Am Ende zog Matteo Salvini einen Rosen­kranz aus seiner Jackett­tasche. Der Katho­li­zismus ist immer noch tief verwurzelt in der italie­ni­schen Gesell­schaft, rechts wie links. 75 Prozent der Italiener sind katho­lisch. Oft schimpft der italie­nische Innen­mi­nister zornig und geht mit seinen Behaup­tungen bis an die Schmerz­grenze. Am vergan­genen Samstag zeigte sich Salvini hingegen von seiner lammfrommen Seite, mit kalku­lierter Milde sozusagen. 

Portrait von Julius Müller-Meiningen

Julius Müller-Meiningen berichtet als freier Korre­spondent aus Italien und dem Vatikan.

20.000 Menschen auf dem Mailänder Domplatz sahen wie der 42-jährige Chef der rechten Lega dann auch noch der Madon­nen­statue auf dem Dom, dem Wahrzeichen der Stadt, eine Kusshand zuwarf. Zusammen mit den sechs europäi­schen Schutz­hei­ligen möge auch die goldene „Madonnina“ den hier Versam­melten, aber vor allem seiner Lega bei der Europawahl am kommenden Sonntag zum Triumph verhelfen.

Für die von weither gekom­menen Besucher mag das ein bizarrer Höhepunkt eines Wahlkampf­auf­tritts gewesen sein. Für Gert Wilders etwa von der nieder­län­di­schen Freiheits­partei (PVV), den Atheisten aus Holland. Mögli­cher­weise rümpfte auch die revolu­ti­ons­lustige Marine Le Pen aus Frank­reich innerlich die Nase oder Jörg Meuthen, der AfD-Spitzen­kan­didat bei der Europawahl. Alle waren sie an diesem Tag in Mailand, eine rechts­po­pu­lis­tische Allianz aus elf europäi­schen Ländern.

Das gemeinsame Ziel: der Rückbau Europas

Sie wollen gemeinsame Sache machen bei der Europawahl am Sonntag. Ihre Galions­figur ist Matteo Salvini, Innen­mi­nister, Parteichef und derzeitige Licht­ge­stalt der europäi­schen Rechts­po­pu­listen. Das gemeinsame Ziel ist nicht nur die Bildung einer gemein­samen Fraktion im EU-Parlament, sondern vor allem der Rückbau Europas: mehr Macht für die Natio­nal­staaten, weniger Einfluss für die Brüsseler „Techno­kraten“, und vor allem der Ausbau der EU zu einer unein­nehm­baren Festung, unerreichbar für jeden Flüchtling.

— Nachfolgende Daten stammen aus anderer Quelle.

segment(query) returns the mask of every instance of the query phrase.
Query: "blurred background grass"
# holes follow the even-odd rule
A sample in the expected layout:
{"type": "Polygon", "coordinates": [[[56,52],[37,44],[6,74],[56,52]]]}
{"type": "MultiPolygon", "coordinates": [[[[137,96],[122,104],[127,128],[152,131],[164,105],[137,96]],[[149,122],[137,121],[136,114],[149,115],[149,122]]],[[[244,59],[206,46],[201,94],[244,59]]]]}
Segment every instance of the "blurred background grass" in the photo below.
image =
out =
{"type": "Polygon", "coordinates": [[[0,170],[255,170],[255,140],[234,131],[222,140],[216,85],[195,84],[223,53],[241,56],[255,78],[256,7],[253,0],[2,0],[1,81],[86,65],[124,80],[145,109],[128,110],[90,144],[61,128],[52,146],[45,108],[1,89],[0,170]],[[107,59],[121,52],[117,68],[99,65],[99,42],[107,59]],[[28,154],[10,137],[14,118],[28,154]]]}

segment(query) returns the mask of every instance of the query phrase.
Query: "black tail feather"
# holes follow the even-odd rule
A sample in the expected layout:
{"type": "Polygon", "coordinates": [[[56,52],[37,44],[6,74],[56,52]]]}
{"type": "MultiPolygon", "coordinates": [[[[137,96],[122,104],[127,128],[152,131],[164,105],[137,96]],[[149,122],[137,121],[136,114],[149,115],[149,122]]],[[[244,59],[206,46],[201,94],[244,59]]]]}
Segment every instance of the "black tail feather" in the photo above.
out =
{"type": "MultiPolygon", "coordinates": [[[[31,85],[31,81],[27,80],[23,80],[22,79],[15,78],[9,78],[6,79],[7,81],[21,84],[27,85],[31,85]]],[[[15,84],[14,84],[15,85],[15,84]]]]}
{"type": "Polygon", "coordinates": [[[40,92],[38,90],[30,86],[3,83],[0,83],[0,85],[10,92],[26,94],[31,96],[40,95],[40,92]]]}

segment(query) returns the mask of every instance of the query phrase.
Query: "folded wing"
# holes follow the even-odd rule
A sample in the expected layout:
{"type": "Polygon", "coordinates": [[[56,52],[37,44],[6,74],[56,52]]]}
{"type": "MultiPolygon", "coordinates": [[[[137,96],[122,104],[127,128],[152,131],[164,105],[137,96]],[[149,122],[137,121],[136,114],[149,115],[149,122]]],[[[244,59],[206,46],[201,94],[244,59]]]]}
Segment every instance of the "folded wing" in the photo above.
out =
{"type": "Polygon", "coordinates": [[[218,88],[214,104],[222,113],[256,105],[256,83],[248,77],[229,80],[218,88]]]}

Als Radikale, Extre­misten, Rechts­po­pu­listen bezeichnet der Mainstream die in Mailand Versam­melten. Salvini hat zudem enge Drähte ins ultra­rechte Milieu: Der Innen­mi­nister trägt zuweilen Jacken, wie sie auch bei Neonazis beliebt sind. Ultra­rechten Medien gibt er – ohne mit der Wimper zu zucken – Inter­views in Buchlänge. Doch inzwi­schen scheint es, als suchte Salvini einen Ausweg aus der rechten Schmud­delecke. Die Etikette beginnen ihn langsam zu stören.

Um weiterhin bei den italie­ni­schen Wählern Erfolg zu haben, sucht er die rechte Mitte. Deshalb der Rosen­kranz, deshalb die Kusshand für die Madonna. „Auf diesem Platz gibt es keine Faschisten“, sagte Salvini in Mailand. „Ich bin auch kein Rechts­extremer. Die Extre­misten sitzen in Brüssel“, behauptete er. Diese hätten Europa 20 Jahre lang im Namen der Armut regiert. Die Menge johlte. Europas Rechte, so kurios das klingen mag, drängt in die Mitte.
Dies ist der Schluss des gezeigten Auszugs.